Agora, com a primeira ação Estatal contra os aplicativos, não há dúvidas que a Uber e outras empresas investirão milhões nesta batalha legal e o resultado impactará em todo o mundo. Para muitos, este modelo jamais deveria ter existido, para outros, um retrocesso no “modelo inovador”.  Seja como for, o fato da propositura da ação estatal fez com que os aplicativos se manifestassem. Ao mesmo tempo em que informam que contestarão a ação, também informam que o momento crítico em que vivemos é, de fato, uma oportunidade para elevar o padrão do trabalho independente se fora trazido pela “economia da inovação”. De que forma? Não sabemos. 

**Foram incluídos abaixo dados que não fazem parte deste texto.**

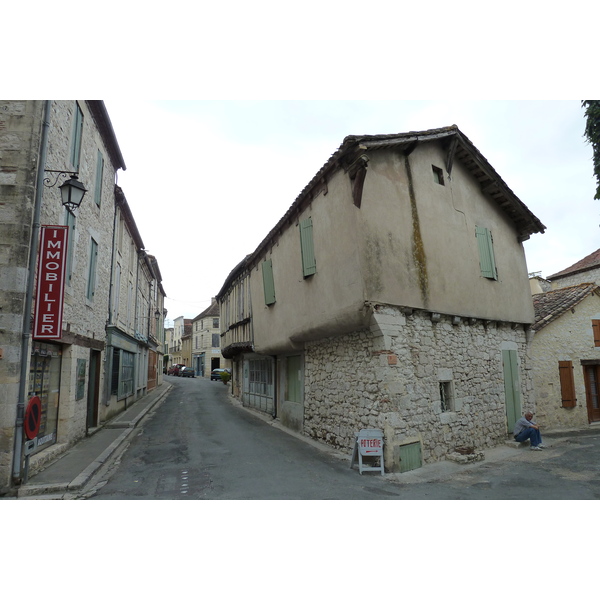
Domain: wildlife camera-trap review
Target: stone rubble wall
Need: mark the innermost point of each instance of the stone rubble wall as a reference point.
(388, 378)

Embora saibamos dos reflexos aos usuários em classificar prestadores como empregados, ninguém questiona que estes milhões de profissionais ficaram desprovidos neste momento crítico, e que a crise gerou uma importante reflexão sobre os direitos sociais nestes modelos de negócios. 

Em meio à crise do COVID-19 estes prestadores de serviços foram reconhecidos como “trabalhadores essenciais” a todos, menos para os aplicativos, que insistem em mantê-los como e independentes. Os riscos a que se expõe são muitos, e não restam dúvidas que algo precisa e, ao que parece, vai mudar.